The most famous lobopodian is, of course, Hallucigenia sparsa.

Discovered in the Canadian Burgess Shale deposits (~508 million years ago), it was initially reconstructed in the 1970s upside-down and back-to-front, depicted as a strange alien-looking creature that walked on stilt-like spikes and had a single row of tentacles along its back – and inspiring its name due to its “bizarre and dream-like quality“.

But further discoveries of similar Cambrian lobopodians hinted at its true identity as a relative of velvet worms and other early panarthropods, and in the 1990s closer inspection of the Hallucigenia specimens revealed a second row of the strange “tentacles”, confirming they were actually legs.

Up to about 5cm long (2″), it had 7 pairs of slender clawed legs and 7 pairs of long sharply-pointed spines along its back. An elongated head and neck region bore a mouth with a throat ringed with tiny teeth, a pair of simple eyes, and three long thin tendril-like appendages that probably served a sensory or feeding function. A small pair of antennae may also have been present, which currently-unpublished research has suggested could have been a sexually dimorphic feature, more prominent in males.

Further fossils of Hallucigenia sparsa have been found in the older Chinese Chengjiang fossil deposits (~518 million years ago), along with two other closely related species:

Hallucigenia hongmeia was about 3cm long (1.2″), with 8 pairs of legs, each ending in a single long claw, and stubbier, more curved spines. Net-like holes in the surface of its spines suggest it may have had numerous fleshy outgrowths projecting through them, possibly for sensory or camouflage purposes.

Hallucigenia fortis was the smallest of the three, about 1.5cm long (0.6″).

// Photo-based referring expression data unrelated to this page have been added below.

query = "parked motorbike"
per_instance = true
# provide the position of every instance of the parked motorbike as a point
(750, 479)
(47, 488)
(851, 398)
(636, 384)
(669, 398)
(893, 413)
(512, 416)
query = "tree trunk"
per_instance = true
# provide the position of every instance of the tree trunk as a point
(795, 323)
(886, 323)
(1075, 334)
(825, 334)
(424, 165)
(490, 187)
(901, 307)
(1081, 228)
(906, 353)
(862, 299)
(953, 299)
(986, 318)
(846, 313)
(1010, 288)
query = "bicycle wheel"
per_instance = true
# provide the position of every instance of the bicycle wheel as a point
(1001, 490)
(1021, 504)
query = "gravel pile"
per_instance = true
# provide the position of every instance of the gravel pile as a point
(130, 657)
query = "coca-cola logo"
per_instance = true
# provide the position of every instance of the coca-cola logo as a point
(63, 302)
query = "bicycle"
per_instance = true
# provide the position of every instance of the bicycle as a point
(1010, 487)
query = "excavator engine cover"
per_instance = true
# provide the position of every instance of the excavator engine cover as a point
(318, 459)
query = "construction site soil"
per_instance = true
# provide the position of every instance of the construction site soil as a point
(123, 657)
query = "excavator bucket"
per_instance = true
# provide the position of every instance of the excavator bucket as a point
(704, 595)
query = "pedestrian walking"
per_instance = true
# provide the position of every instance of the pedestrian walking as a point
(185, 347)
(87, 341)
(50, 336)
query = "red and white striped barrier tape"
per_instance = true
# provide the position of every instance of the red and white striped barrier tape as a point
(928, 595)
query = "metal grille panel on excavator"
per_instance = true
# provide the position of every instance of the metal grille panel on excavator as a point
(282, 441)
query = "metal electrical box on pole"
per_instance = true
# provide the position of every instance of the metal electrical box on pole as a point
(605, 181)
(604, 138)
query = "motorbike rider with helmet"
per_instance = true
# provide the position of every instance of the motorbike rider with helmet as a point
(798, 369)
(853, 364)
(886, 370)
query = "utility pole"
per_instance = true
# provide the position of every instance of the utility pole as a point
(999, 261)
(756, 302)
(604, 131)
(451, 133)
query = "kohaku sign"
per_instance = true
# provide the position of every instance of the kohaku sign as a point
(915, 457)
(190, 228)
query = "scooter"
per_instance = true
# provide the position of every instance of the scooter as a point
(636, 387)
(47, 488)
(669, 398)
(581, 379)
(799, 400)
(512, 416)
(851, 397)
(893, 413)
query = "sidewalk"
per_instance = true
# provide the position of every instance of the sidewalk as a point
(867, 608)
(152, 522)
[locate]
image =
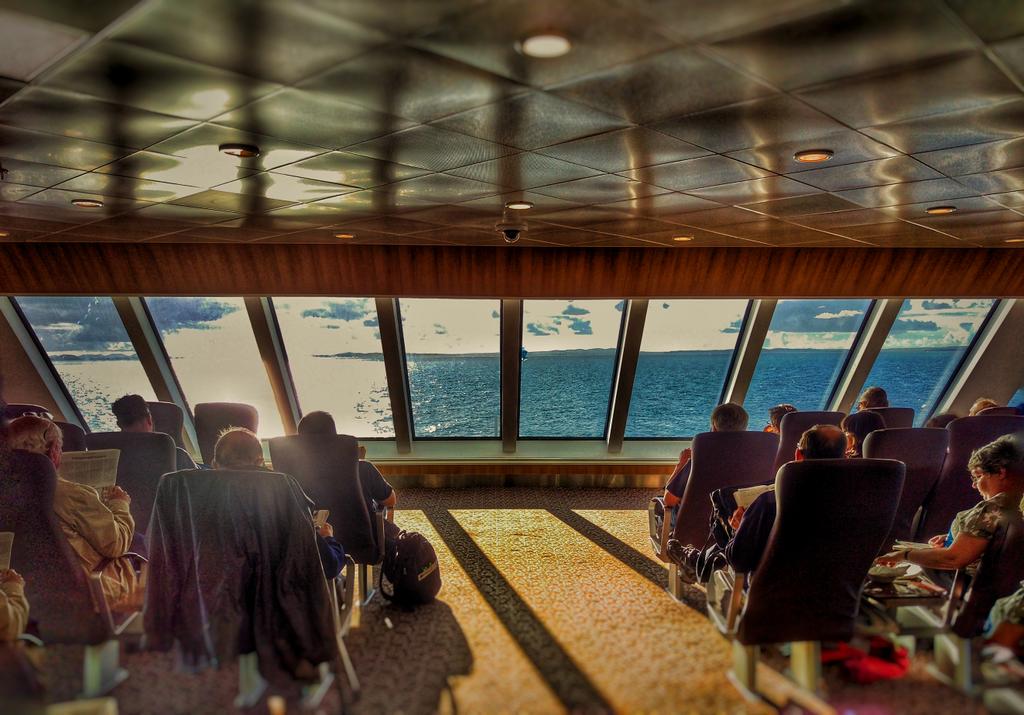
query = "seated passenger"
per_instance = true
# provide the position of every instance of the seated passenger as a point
(981, 404)
(13, 605)
(997, 472)
(872, 397)
(775, 416)
(940, 421)
(857, 426)
(240, 449)
(97, 529)
(376, 490)
(133, 416)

It had 8 pairs of legs and curved spines, and seems to have had a more bulbous head than its relatives.

Isolated Hallucigenia-like spines have also been found in Cambrian rocks all around the world, suggesting this type of lobopodian was especially widespread and numerous.


Siberion lenaicus

Siberion lenaicus was a lobopodian known from the Sinsk biota of Eastern Russia (~513 million years ago).

About 7cm long (2.75″), it appears to occupy a transitional point between the walking worm-like lobopodians and the swimming “gilled lobopodian” dinocaridids. It had a fairly chunky body and spiny limbs, a stubby “tail” region, and what may have been rows of bumpy ornamentation along its back. Large grasping appendages on each side of its head were probably adapted for a predatory lifestyle, and might have provided the anatomical basis for the evolution of the highly specialized “great appendages” of the “gilled lobopodians” and radiodonts.

Two other closely related “siberiid” lobopodians are known from China, but only two specimens of Siberion itself have ever been found. And sadly it’s unlikely any more ever will be – the site it originally came from has been completely destroyed by commercial fossil hunters.